コトバノウタカタ

よしなしごとをつらつらとつづるばしょ。

それぞれの保育器

id:asagi29氏の「カイエ」を読んで。まだ言葉もしゃべれないので「死」について理解するには早いが、「保育器から外の世界に出る」という話については考えさせられるところがあった。うちの場合はどうだろう。

過保護、というほどに過保護ではないだろう。むしろそれなりに奔放に、あるいはそこそこに、育てているつもりだ。危険なものや触られて困るものについては叱ったり遠ざけたりはしているが、例えば箸や小銭などは案外にたやすく扱わせている。食べ物についても、なるべく野菜を中心に味の薄いものを心がけてはいるようだが、ポテチやラーメンを見て欲しがったときにはちょっとずつだが与えている。
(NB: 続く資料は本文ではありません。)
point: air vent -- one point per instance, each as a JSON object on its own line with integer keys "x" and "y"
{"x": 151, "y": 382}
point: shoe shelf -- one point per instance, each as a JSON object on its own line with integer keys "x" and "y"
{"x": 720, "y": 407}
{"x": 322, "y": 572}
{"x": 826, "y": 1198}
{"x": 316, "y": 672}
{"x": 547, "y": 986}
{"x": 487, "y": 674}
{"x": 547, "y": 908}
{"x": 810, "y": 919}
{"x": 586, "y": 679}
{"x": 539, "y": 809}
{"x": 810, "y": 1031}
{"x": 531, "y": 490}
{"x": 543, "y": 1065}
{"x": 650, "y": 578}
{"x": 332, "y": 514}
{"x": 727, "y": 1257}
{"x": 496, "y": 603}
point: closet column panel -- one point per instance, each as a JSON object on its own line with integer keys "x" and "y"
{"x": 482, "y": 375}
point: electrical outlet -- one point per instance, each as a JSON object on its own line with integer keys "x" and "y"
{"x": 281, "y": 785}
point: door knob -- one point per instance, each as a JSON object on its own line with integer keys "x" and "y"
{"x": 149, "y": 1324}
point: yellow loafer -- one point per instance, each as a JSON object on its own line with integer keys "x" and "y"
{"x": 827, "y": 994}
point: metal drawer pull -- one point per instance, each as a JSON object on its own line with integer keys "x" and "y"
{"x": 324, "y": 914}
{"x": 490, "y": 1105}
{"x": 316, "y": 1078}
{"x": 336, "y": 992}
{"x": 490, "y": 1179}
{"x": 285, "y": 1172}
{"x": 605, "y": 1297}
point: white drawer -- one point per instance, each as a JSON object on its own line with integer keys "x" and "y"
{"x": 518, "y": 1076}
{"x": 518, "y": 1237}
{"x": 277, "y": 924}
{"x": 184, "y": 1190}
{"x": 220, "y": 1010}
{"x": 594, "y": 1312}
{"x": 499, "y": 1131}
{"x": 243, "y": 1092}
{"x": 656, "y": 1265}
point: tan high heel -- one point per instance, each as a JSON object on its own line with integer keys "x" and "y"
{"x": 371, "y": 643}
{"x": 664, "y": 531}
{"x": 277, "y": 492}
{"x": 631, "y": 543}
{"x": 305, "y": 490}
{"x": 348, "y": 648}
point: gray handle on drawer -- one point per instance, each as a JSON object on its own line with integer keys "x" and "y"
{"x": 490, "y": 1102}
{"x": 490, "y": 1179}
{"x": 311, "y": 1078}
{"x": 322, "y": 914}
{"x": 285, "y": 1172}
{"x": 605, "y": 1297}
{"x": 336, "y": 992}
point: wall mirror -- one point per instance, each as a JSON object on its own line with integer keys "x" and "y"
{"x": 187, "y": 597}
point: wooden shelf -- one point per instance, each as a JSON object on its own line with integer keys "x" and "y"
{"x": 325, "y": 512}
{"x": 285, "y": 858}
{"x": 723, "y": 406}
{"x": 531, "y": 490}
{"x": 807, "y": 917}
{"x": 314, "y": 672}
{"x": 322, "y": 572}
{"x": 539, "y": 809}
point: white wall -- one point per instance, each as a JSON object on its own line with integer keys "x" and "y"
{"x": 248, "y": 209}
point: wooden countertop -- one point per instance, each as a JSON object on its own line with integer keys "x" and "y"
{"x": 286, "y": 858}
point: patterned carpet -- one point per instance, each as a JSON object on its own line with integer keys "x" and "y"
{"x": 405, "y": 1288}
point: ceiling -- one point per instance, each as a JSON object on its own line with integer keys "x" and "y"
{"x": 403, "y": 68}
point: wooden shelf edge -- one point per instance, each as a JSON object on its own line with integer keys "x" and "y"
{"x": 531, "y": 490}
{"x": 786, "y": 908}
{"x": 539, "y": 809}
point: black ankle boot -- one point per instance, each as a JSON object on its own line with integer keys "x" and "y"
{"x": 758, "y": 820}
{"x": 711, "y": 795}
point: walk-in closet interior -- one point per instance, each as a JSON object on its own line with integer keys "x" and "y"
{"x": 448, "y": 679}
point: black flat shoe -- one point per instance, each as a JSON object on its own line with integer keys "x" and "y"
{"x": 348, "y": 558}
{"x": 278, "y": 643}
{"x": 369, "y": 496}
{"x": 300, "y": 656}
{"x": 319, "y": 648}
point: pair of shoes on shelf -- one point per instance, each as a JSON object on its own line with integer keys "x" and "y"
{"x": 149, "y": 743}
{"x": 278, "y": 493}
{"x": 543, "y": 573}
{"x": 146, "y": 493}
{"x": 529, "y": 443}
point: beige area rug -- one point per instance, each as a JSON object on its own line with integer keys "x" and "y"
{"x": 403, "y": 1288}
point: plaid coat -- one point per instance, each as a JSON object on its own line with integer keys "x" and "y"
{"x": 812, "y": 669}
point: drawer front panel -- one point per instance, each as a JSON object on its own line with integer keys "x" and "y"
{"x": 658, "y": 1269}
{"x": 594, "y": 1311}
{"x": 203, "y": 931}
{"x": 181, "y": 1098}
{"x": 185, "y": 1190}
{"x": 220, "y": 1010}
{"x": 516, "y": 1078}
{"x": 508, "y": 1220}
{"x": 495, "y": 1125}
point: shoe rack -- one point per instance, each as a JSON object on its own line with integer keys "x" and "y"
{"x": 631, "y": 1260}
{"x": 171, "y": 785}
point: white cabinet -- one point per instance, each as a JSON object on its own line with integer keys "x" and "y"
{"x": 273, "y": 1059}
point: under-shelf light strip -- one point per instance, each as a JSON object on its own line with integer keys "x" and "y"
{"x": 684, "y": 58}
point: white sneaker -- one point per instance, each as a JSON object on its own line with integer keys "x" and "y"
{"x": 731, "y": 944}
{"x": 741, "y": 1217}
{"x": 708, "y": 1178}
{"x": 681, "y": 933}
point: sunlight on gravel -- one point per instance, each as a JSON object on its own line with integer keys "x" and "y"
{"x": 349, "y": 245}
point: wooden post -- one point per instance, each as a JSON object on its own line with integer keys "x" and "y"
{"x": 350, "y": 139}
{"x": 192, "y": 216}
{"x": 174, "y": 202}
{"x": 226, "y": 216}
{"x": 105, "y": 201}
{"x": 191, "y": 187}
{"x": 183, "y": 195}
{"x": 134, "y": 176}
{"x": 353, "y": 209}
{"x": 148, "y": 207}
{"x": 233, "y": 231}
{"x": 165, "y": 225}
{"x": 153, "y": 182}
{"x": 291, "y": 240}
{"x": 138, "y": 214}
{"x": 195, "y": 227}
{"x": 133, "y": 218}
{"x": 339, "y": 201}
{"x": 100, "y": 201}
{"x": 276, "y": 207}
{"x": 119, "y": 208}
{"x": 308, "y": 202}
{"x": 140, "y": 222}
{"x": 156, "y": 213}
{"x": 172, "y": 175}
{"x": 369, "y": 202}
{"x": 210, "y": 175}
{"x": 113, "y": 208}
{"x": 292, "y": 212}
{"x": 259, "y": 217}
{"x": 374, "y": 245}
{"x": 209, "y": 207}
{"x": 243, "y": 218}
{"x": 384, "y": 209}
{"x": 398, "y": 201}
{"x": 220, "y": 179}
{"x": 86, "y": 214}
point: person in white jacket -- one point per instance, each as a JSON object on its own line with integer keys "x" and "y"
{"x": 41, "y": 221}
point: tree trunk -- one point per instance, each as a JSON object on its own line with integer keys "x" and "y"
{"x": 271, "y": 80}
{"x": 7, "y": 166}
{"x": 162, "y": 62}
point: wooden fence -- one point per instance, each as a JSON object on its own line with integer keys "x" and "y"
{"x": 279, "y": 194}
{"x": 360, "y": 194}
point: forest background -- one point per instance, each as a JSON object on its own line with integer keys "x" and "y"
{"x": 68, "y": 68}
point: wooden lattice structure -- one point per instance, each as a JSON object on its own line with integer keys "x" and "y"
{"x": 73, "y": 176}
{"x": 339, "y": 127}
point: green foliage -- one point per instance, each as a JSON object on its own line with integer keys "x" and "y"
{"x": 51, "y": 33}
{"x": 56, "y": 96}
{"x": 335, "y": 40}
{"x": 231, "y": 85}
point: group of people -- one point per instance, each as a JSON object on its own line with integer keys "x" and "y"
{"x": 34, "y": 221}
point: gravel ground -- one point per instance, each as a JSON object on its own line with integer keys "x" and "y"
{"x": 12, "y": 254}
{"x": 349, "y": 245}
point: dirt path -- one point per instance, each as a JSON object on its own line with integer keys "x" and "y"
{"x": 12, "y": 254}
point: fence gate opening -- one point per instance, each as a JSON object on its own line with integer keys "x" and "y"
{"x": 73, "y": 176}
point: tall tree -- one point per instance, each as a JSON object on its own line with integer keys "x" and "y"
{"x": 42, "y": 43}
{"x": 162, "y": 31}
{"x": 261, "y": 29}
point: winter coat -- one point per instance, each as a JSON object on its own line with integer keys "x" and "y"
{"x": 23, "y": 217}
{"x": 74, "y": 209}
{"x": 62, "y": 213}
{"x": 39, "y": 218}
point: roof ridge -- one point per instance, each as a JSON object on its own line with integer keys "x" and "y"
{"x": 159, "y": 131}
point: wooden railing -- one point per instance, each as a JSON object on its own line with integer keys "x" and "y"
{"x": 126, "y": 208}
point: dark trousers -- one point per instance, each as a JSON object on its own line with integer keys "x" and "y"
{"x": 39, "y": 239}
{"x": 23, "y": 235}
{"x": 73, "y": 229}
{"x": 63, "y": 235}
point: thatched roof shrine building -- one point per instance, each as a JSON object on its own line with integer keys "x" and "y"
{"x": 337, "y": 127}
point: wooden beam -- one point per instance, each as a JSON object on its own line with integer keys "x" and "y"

一方でこれだけは気をつかっている、というものがある。それはピロリ菌と虫歯菌。大人が口にしたものを与えたり、同じ箸を使ったり、キスをしたりすると、大人が持っている菌が子供に移ってしまうと聞く。特にピロリ菌などは子供の頃に体内に入ると定着してしまうという話だ。そのため、大人の使った箸で子供に食べ物を与えない、大人が箸をつけた食べ物はなるべく与えない、キスはしない、子供が遊びで大人の口に手などを入れたらきちんと拭く、などをわりと徹底して行っている。周りからみると「気を遣いすぎ」と思われているようだ。しかしお腹の弱い私からしてみれば、子供に同様の苦労をさせたくない。虫歯だって避けられるものなら避けるに越したことはない。転んで怪我したくらいなら、少々傷口が残ったとしてもたいてい治るが、胃に菌が巣食ったり、虫歯で永久歯がダメになったりしたらもう一生治らないのだから。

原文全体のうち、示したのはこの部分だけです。